16

81 16 6
                                    

" Cidden onun başında mı bekleyeceksin Yoongi?"

" Siktir git uyu Namjoon."

" Bir kaltak ve hain arkadaşlarım ile dolu bir evde mi uyuyayım? Uzun zamandır bu kadar komik bir şey duymamıştım."
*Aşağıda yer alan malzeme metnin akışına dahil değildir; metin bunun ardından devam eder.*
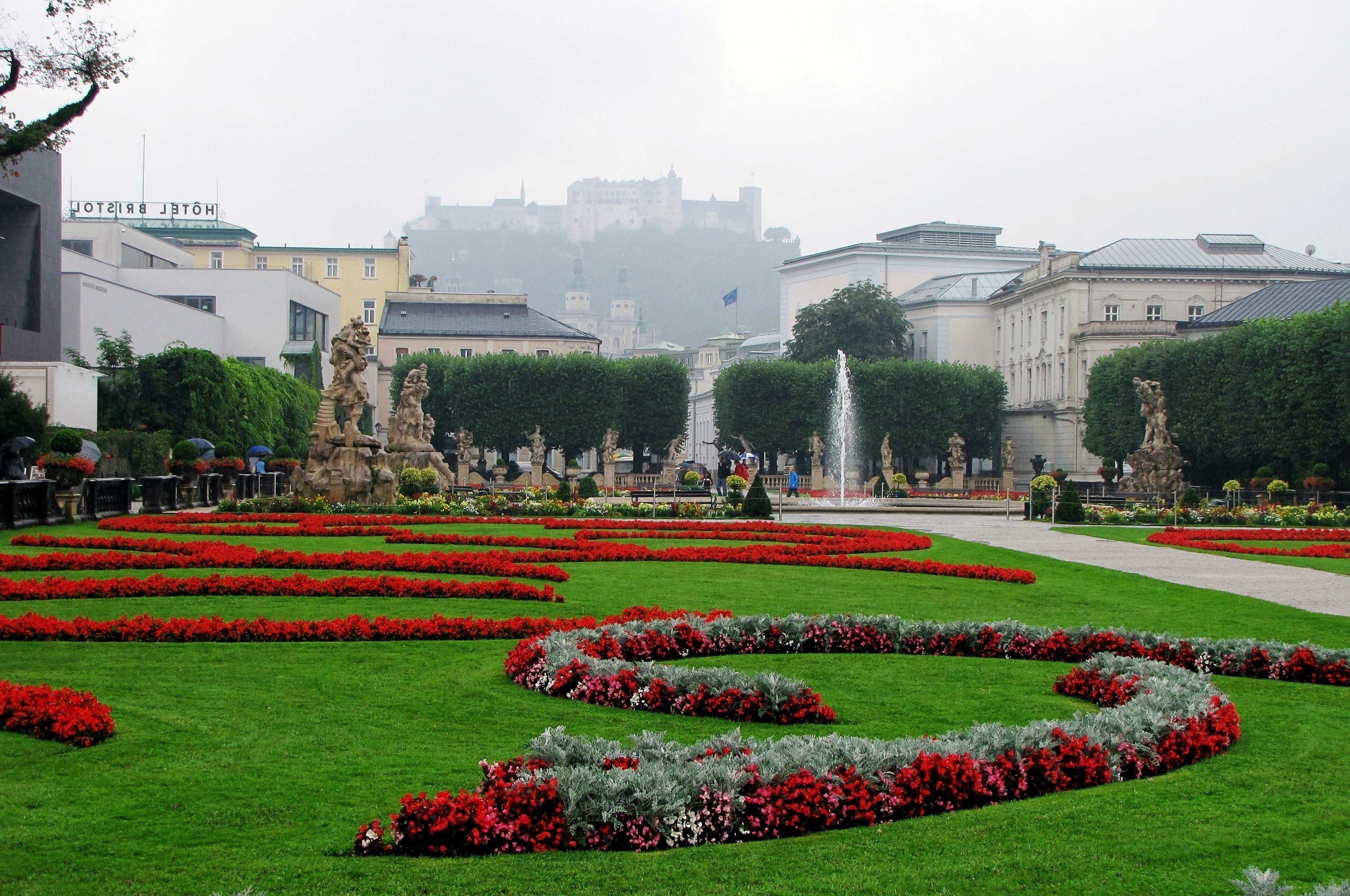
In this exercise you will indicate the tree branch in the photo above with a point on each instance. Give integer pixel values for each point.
(13, 81)
(35, 134)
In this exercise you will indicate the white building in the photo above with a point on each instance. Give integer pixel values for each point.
(114, 277)
(901, 259)
(1055, 320)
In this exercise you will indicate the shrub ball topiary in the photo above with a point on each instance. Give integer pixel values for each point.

" Daha komik bir şey söylememi ister misin? Biraz daha başımı şişirmeye devam edersen sikini belimdeki körelmiş bıçakla kopararak kıçına sokar ve seni onunla sikerim. Ne oldu? Gülemiyor musun? Çünkü şaka olmayacak kadar gerçek olabilecek bir şeyden bahsettiğimi biliyorsun dostum. O yüzden siktir git uyu şimdi!"

Kapısını araladığım odadan yükselen sesler ile sakin kalmam gerektiğini bir kez daha kendime hatırlatarak içer girmiş ve benim girdiğimi gördüğü anda, bana çarpmayı es geçmeden, odadan ayrılan arkadaşımın boşluğuna dikmiştim bakışlarımı. Namjoon biraz daha sabrımı zorlayacak olursa kesinlikle elimde kalacaktı ve ben bu ihtimal gerçekleşmesin diye gerçekten üstün bir çaba gösteriyordum.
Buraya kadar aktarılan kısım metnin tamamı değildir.